Le tout est accompagné d'une iconographie abondante, parfois inédite (les crayonnés du prochain album "huit heures à Berlin", par exemple) assez bluffante pour un tel livre.
La présence de nombreuses esquisses, crayonnés, reproduction d'ex-libris ,mais aussi d'entretiens sans langue de bois, en font un ouvrage passionnant. Pour ma part, j'ai mis pas mal de temps à le parcourir, allant de temps en temps regarder les albums de Blake et Mortimer pour me remémorer certaines planches.

Même si on s'en doutait, on découvre ici la pression exercée par l'éditeur sur les dessinateurs pour sortir leur album à temps, mais aussi les tensions entre auteurs, notamment entre Jean Dufaux et Antoine Aubin, ainsi que le rôle réel d'Etienne Schréder sur les derniers albums de Blake et Mortimer.
Une analyse assez réaliste des auteurs vient compléter ces entretiens.
Un ouvrage que les admirateurs de nos célèbres héros britanniques doivent lire, by jove !

294. froggy - 14/12/16 22:19 - (en réponse à : Marcel)
Selon le forum d'en face concurrent mais neanmoins ami que tu refuses de frequenter (heureusement pour nous, tes frequentations d'ici sont excellentes. LOL), Le testament de William S. serait le dernier Juillard. Mais je ne sais pas si c'est vrai.

293. marcel - 14/12/16 10:25
Je ne crois pas que ca ait ete signale ici mais un prochain diptyque est en preparation, sur scenario de Sente, mais dessine par Peter Van Dongen et Teun Berserik.
Van Dongen a peu publie en France, mais il avait assiste Theo Van Den Boogaard pour ses tests de reprise (refuses).

292. TILLIERTON - 29/11/16 19:04
J'ai entraperçu les 2 premières planches de "huit heures à Berlin ", crayonnées. Un modèle du genre, un régal .

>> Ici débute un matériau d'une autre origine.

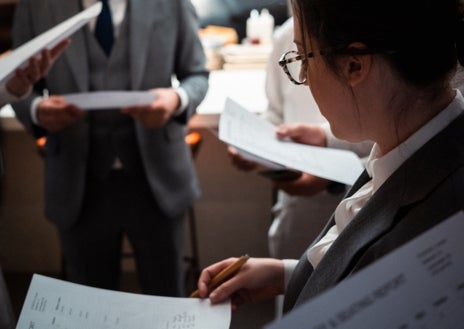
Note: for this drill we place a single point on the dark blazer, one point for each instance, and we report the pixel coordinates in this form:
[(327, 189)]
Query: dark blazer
[(427, 189), (163, 41)]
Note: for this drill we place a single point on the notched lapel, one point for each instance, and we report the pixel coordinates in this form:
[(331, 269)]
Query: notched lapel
[(76, 54)]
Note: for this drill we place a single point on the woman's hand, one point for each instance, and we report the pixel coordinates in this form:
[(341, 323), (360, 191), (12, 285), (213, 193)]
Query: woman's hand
[(258, 279), (240, 162)]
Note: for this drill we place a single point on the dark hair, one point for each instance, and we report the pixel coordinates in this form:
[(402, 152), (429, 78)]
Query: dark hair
[(420, 38)]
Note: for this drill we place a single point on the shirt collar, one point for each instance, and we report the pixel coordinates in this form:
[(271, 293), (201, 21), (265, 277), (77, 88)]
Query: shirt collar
[(381, 167)]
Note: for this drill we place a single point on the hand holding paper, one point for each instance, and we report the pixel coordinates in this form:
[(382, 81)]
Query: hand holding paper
[(22, 80), (245, 131), (47, 40)]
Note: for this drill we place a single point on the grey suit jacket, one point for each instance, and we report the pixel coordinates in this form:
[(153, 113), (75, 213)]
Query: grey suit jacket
[(425, 190), (163, 41)]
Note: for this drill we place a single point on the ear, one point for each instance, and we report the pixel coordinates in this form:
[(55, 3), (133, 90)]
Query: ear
[(356, 67)]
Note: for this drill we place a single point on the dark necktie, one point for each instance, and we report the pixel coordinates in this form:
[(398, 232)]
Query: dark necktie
[(104, 28)]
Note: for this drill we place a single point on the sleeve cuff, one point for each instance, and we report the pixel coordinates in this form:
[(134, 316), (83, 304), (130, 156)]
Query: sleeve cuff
[(289, 266), (184, 100), (8, 97)]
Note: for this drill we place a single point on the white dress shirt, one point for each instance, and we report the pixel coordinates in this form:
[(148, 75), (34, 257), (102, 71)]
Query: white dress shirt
[(379, 168)]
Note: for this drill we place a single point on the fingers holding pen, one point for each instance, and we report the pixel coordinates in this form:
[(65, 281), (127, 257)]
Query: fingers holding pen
[(257, 279)]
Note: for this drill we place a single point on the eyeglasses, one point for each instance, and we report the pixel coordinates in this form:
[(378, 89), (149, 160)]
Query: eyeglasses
[(294, 66)]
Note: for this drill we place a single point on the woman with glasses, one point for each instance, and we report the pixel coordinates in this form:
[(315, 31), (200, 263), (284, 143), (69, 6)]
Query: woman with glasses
[(376, 74)]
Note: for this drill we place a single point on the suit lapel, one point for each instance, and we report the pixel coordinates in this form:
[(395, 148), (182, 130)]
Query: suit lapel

291. froggy - 29/11/16 17:43
290. TILLIERTON - 29/11/16 13:49
Pour illustrer la politique éditoriale, quand ils ont remercié Aubin pour la conclusion de "l'onde Septimus" provoquant et prenant l'initiative d'un ratage total. Il est étonnant d'avoir trouvé un dessinateur ayant accepté de terminer dans ces conditions


Aubin ne me semble pas etre rancunier vis-a-vis de Dargaud car il est en train de plancher sur une nouvelle aventure de B&M intitulee Huit heures a Berlin prevue pour la fin 2017. Je presume que cette fois-ci, il a fait inclure dans son contrat une clause qu'il le finira seul et ce quelque soit le temps que cela prendra.


286. herve - 29/11/16 09:49
Ce livre est surtout une critique sur la politique éditoriale de Dargaud, poussant les auteurs à produire de plus en plus vite, au détriment de la qualité


C'est exactement ce que je pense. B&M n'est pas un produit industriel comme les autres, on ne peut pas les faire a la chaine. Comme toute autre oeuvre artistique d'ailleurs.

290. TILLIERTON - 29/11/16 13:49
Pour illustrer la politique éditoriale, quand ils ont remercié Aubin pour la conclusion de "l'onde Septimus" provoquant et prenant l'initiative d'un ratage total. Il est étonnant d'avoir trouvé un dessinateur ayant accepté de terminer dans ces conditions

289. TILLIERTON - 29/11/16 13:43
C'est la plus sympa. Combien d'exemplaires par rapport à la classique, très moche ?

288. herve - 29/11/16 13:39
je viens de passer à La Fnac et il ne reste plus un seul exemplaire de l'édition avec couverture alternative Fnac du "Testament de William S."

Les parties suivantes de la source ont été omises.